When asked to write a post on The Red Army and the Second World War, I decided to write on an aspect of the book with which I am – and particularly after the dust has settled on the writing process – pleased. One dimension of The Red Army and the Second World War with which I am particularly satisfied is the extent to which individual testimony both informs and illustrates the arguments and narrative within it. In preparation for and when writing this book I read a substantial number of memoirs and pieces of eyewitness testimony from those of generals all the way down to rank- and-file Red Army men and women. Some of these were written during the Soviet period, some in the aftermath of the collapse of the Soviet Union – but all had something meaningful to contribute. Some of the material was simply useful in reinforcing or challenge detailed information gained from archival materials. Even within the most heavily edited Soviet memoirs written after the relative openness of the ‘thaw’ period small details of little concern to the ‘censors’ and often mentioned in passing like when the unit received a new piece of equipment or the age and geographical origins of replacement troops could be of considerable value. The value of such small nuggets increased dramatically when reading tens of memoirs and other pieces of testimony and where it became apparent that something of interest was far from the exception. The many memoirs published after the collapse of the Soviet Union– although frequently written much earlier – often added an additional dimension of value in offering critical material not typically contained within those published during the Soviet period. Such memoirs were it seems more often than not written by individuals whose motives were not to undermine the wider portrayal of the war of the Soviet period but to set the record straight on particular episodes in which they had been involved. Such ‘frontline’ insights are extremely valuable.

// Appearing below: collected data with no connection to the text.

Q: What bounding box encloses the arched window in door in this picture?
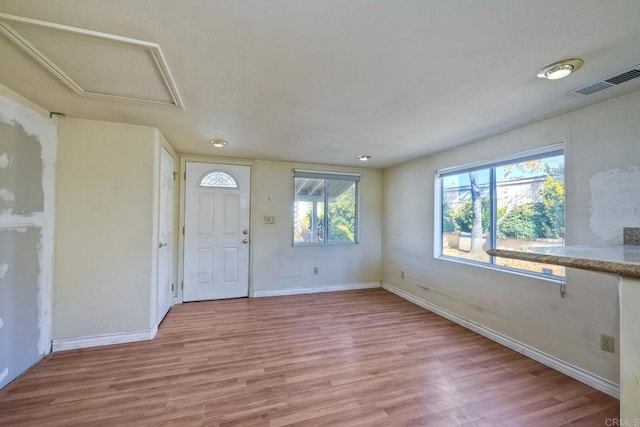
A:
[199,171,238,188]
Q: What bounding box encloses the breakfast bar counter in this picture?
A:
[487,243,640,421]
[487,245,640,278]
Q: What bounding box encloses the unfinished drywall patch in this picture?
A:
[0,152,11,168]
[0,122,44,214]
[589,167,640,241]
[0,92,56,390]
[0,188,15,202]
[0,228,41,389]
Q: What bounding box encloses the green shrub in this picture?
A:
[497,203,540,240]
[454,198,490,234]
[442,203,457,232]
[540,176,565,238]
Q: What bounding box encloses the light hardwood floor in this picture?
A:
[0,289,619,426]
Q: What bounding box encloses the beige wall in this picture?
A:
[4,75,637,390]
[54,118,159,339]
[382,89,640,383]
[250,160,382,294]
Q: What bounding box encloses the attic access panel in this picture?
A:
[0,13,184,109]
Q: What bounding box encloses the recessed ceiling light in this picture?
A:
[209,138,227,147]
[357,155,371,161]
[537,58,584,80]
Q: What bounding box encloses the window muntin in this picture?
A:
[200,171,238,188]
[294,171,359,244]
[439,148,565,279]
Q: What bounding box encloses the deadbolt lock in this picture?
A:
[243,229,249,235]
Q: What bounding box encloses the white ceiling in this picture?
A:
[0,0,639,168]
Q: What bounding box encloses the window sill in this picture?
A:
[436,255,565,284]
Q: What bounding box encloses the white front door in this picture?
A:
[157,146,174,322]
[183,162,250,301]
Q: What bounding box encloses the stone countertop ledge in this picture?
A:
[487,231,640,420]
[486,245,640,278]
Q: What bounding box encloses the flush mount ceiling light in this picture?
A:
[356,155,371,161]
[209,138,227,147]
[537,58,584,80]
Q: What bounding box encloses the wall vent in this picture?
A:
[570,65,640,97]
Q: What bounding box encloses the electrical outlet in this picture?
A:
[313,267,318,275]
[601,334,615,353]
[401,271,405,279]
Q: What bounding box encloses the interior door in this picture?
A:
[183,162,250,301]
[157,146,174,322]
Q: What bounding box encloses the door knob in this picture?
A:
[159,242,168,248]
[243,229,249,235]
[242,239,248,244]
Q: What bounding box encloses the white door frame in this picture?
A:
[177,156,254,303]
[157,145,174,321]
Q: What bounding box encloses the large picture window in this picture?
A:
[438,145,565,279]
[293,170,359,244]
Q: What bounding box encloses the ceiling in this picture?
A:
[0,0,639,169]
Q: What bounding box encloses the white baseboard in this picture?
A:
[382,283,620,399]
[52,325,158,352]
[252,282,381,298]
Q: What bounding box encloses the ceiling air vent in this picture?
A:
[604,68,640,85]
[570,64,640,97]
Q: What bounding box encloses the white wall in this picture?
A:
[250,160,382,294]
[54,118,159,340]
[382,89,640,384]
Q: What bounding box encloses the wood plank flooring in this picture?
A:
[0,289,619,426]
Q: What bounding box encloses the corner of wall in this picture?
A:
[0,84,57,389]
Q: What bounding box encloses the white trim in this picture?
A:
[52,326,158,352]
[0,13,184,109]
[382,283,620,399]
[436,142,564,176]
[252,282,380,297]
[294,169,361,178]
[433,173,442,258]
[436,255,565,285]
[434,143,567,282]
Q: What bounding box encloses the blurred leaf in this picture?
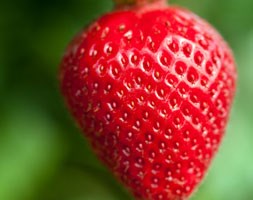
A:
[0,101,65,200]
[235,30,253,113]
[42,166,132,200]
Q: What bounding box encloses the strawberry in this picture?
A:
[60,0,237,199]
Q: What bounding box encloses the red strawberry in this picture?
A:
[60,0,237,199]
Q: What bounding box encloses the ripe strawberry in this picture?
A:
[60,0,237,199]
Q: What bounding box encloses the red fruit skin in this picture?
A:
[60,3,236,200]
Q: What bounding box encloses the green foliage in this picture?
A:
[0,0,253,199]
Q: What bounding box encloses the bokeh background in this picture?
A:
[1,0,253,199]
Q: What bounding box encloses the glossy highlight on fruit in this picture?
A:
[60,0,237,199]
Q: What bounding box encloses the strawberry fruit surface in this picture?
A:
[60,0,237,199]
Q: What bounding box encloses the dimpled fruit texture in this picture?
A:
[60,6,236,200]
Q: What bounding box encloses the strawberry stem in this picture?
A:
[114,0,167,8]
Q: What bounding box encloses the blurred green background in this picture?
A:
[0,0,253,199]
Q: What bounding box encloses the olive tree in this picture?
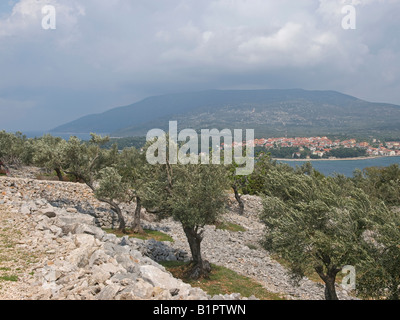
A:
[115,147,146,234]
[62,134,129,232]
[94,166,132,232]
[32,134,67,181]
[140,140,230,278]
[259,167,371,300]
[225,150,251,215]
[0,131,26,167]
[353,164,400,207]
[357,203,400,300]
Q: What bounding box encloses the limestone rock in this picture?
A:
[139,265,193,298]
[96,284,121,300]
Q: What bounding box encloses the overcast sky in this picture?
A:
[0,0,399,132]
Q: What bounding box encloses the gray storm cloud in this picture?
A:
[0,0,399,131]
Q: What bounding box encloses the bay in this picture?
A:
[278,157,400,177]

I am now aware that as a younger academic when writing my first couple of books I gave too little attention to individuals in my writing, and particularly those lower down the chain of command. Back then I was of the mind that serious historians did not wallow in the individual experience – the stuff of popular history. Careers were established on the basis of use of archival sources, which are obviously crucial but often lack some of the nuance that can be picked up from the memoir literature. I have also to admit that back when I was a younger academic reading memoirs and personal accounts could be uncomfortably distressing, and particularly so to someone trying to shore up easily undermined notions of one’s own invincibility. War is typically nasty – and it was simply safer and easier to deal with official reports and assessments from a variety of often competing organisations and not be distracted by individual pain, suffering and misfortune.
A little older, with kids, and no longer with the pretence of personal invincibility of youth, the human interest component to memoirs has a far more obvious value to me in putting the wider events in the context of the individual. When used appropriately the human interest material can tell us so much for example about what motivated those involved to do what they did, with patterns starting to emerge when reading many examples even if we have always to be on the lookout for what seems to be retrospective explanation and justification. As work on The Red Army and the Second World War progressed I increasingly appreciated the extent to which it is possible to get much closer to the human experience and suffering of the war through the memoir literature than one can through aggregate reports from those monitoring the troops alone in order to get a better feel for the sort psychological factors that influenced military effectiveness at the grass roots level.
Overall, the researching and writing of The Red Army and the Second World War was not only an intellectually satisfying process, but it was also a humbling experience to engage with the testimonies of so many who had experienced, suffered and achieved so much in circumstances most of us are fortunate not to have lived through. My aim was that The Red Army and the Second World War makes use of the memoir literature to an extent that many similar works on the Soviet Union at war do not in order to not only strengthen the analysis, but offer an engaging read. I hope that readers find that to be the case!